Foto: Marcelo Casal Jr/Agência Brasil

Com um cenário majoritariamente contra o projeto de lei de reforma do Imposto de Renda, o governo conseguiu manobrar um adiamento da votação prevista para esta terça-feira (17). A ideia original do presidente da Câmara dos Deputados, Arthur Lira (PP-AL), era de colocar o PL 2337/2021 em análise e deixar que as divergências fossem decididas no voto.
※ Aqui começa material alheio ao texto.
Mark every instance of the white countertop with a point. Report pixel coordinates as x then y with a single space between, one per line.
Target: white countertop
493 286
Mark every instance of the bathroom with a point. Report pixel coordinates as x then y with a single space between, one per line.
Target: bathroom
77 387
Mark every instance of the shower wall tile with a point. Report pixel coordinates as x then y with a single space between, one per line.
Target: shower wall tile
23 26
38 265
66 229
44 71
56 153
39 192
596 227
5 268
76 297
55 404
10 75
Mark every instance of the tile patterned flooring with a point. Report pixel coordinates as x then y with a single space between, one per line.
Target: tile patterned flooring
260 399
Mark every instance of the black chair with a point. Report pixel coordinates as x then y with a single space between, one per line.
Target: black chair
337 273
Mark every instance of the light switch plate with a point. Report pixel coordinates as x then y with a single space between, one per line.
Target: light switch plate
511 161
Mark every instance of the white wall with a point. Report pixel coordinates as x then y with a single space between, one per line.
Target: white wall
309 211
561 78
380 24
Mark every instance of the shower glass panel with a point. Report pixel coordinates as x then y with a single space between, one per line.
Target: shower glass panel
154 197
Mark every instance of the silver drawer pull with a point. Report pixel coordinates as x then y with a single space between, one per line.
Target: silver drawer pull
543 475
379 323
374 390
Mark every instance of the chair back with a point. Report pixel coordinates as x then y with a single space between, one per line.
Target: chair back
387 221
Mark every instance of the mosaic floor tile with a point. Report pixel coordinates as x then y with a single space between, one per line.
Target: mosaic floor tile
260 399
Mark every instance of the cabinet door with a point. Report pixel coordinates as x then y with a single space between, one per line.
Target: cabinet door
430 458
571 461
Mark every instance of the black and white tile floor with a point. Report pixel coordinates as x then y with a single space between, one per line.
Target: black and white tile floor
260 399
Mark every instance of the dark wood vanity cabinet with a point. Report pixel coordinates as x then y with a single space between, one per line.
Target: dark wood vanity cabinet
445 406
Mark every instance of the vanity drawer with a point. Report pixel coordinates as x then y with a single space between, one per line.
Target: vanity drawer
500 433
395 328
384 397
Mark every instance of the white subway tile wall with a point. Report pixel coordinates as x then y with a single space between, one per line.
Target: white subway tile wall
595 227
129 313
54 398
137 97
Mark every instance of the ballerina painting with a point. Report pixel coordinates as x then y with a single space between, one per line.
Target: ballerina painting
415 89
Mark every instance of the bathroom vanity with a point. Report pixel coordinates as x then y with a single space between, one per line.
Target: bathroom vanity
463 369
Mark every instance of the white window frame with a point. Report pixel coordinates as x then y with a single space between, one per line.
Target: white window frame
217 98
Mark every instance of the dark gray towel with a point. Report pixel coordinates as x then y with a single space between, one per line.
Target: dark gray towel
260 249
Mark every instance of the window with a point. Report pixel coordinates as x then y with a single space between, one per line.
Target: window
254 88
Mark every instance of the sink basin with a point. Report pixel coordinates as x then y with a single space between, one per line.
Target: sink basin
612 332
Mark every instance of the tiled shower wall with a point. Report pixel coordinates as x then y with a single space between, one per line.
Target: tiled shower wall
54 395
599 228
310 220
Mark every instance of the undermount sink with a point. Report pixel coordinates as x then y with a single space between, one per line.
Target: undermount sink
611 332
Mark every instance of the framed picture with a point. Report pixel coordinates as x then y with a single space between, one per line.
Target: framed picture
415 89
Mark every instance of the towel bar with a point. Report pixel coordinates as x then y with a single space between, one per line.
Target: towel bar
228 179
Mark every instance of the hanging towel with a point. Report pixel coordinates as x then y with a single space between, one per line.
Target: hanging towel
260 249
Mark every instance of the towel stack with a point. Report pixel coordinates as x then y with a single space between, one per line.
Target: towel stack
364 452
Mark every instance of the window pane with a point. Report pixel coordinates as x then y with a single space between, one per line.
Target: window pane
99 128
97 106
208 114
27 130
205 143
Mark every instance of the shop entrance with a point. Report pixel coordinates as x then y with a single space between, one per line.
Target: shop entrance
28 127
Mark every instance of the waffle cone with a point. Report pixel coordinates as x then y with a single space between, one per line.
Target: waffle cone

Mas, em um momento raro, o líder do governo na Câmara, Ricardo Barros (PP-PR), apoiou o requerimento do PSOL pela retirada de pauta do projeto enviado pela equipe econômica do governo Bolsonaro. Foram 390 votos pelo adiamento e 99 contra. Apenas quatro partidos orientaram contra a retirada de pauta: MDB, PDT, PCdoB e Cidadania. Barros explicou o dilema:

“O pedido da maioria dos parlamentares é de reduzir [a taxação d]os dividendos para 10% no primeiro ano e depois definir em 20%. Nesse caso temos perda para os municípios. A gente atende um lado e desatende o outro. Se atendermos os dividendos haverá perda aos municípios. Se não atendermos a questão dos dividendos não há votos, mas os parlamentares também não querem impor perda aos municípios”, justificou. Segundo ele, na dúvida, era melhor adiar a votação em uma semana.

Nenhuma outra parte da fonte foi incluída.